ACTUARIAL STUDIES


Health finance providers need to ensure schemes are financially sustainable. Whether the income comes directly from members, from other sources (such as government donors), or a combination of both, sufficient funding needs to be available to cover claims from beneficiaries plus administrative and operational costs.
An implementation of openIMIS will typically enhance a rich database of information, ranging from beneficiary details through to the varying costs of the scheme over time. This data is fundamental to the overall scheme management and helps to ensure effective and efficient services.

Actuarial Analysis


The information held by openIMIS also provides an invaluable dataset for actuarial studies, which use historical trends and patterns to make predictions and evaluate a scheme's financial sustainability. Actuarial studies analyze operational data to offer key insights including the current financial circumstances of a scheme and financial projections based on historical data, population trends, inflation patterns, etc. These analyses look specifically at financial aspects of a scheme and are not designed to consider other important factors, such as the quality of care.
An actuarial analysis is highly dependent on the quality and quantity of the available data, particularly in relation to the utilization of services (claims).

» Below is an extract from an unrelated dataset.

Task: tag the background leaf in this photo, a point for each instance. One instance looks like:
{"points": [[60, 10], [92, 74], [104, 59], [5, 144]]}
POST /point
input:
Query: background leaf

Gathering sufficient utilization data can be particularly challenging for new and recently formed schemes, even those with a high number of beneficiaries, however this should not deter schemes from conducting actuarial analyses regularly (every few years) as even small amounts of data can reveal key trends that will inform decision-making.

Historical Data


An actuarial analysis begins by exploring historical data to answer some broad questions including, but not limited to, the following:

  • How many people/families are currently enrolled?

  • How long have the current members been part of the scheme?

  • What are the demographic and socio-economic characteristics (gender, age, geography, etc.) of the population covered by the scheme?

  • What amounts have been reimbursed on average (per family/person) within the coverage period?

  • What were the demographic and socio-economic characteristics of the beneficiaries for whom claims were made? Can claims be classified according to these characteristics?

  • What are the administrative costs to the scheme operator?


Once gathered, the historical data provides the basis for specific analysis into, among others, the following areas:

Exposure analysis


Beneficiary data is analyzed to understand the scheme's 'level of exposure' to providing cover for beneficiaries over the course of one year. The level of exposure is not based solely on the number of beneficiaries enrolled at any time, but considers other factors including the length of time that beneficiaries have been enrolled. For example, if a beneficiary was enrolled half-way through the year, their contribution to the exposure is just 0.5. The exposure analysis also stratifies the data into various demographic aspects such as age and gender.

Claims analysis


In the claims analysis process, data from individual claims is analyzed to understand the incidence of claims, as well as the average costs per claim. This analysis includes various groupings and stratifications based on age, location, and gender of beneficiaries, as well as other health-related factors such as standard diagnoses.
Additional analysis based on the exposure and claims is also conducted to understand the relationship between the contribution collection during enrolment, funding available from other sources, and the costs of claims. This analysis is geared towards answering a central question: does the scheme operator have sufficient financial resources to pay the claims submitted?

Projecting Future Costs


Findings from the analysis of historical data are combined with broader economic and health-related data to form the second part of the actuarial analysis. This stage is focused on generating a model for predicting future income and expenditure that supports decision- and policy-making; helping to ensure the long-term sustainability of the scheme. The projection model generally seeks to answer questions such as:

  • What is the mix of beneficiaries likely to be in the future (age, gender, etc)?

  • How are claim costs likely to increase?

  • How are administrative costs likely to increase?

  • What impact would increasing costs have on contributions and/or subsidies?


A projection model generally takes historic data as the 'base year' data and projects the future scenarios as a change in that base data. While designing the projection models, additional data sources are very important, especially in the context of low- and middle-income countries where many underlying factors are changing rapidly. Population data (based on census as well as other sources) that accurately estimates migration rates are important in ascertaining the future exposure of the scheme. Similarly, data derived from the wider healthcare system, indicating the changing burden of disease patterns in the country, are also addressed and included in the prediction model. Following the development of a prediction model, actuarial studies stress-test the models to understand the effect and extent of each factor on the financial sustainability of the health financing scheme.
A full actuarial study that includes an analysis of historic beneficiary, claims, and administrative cost data, together with a stress-tested projection model to predict the costs of the future, will help policy-makers to take decisions that ensures the sustainability of the scheme over time.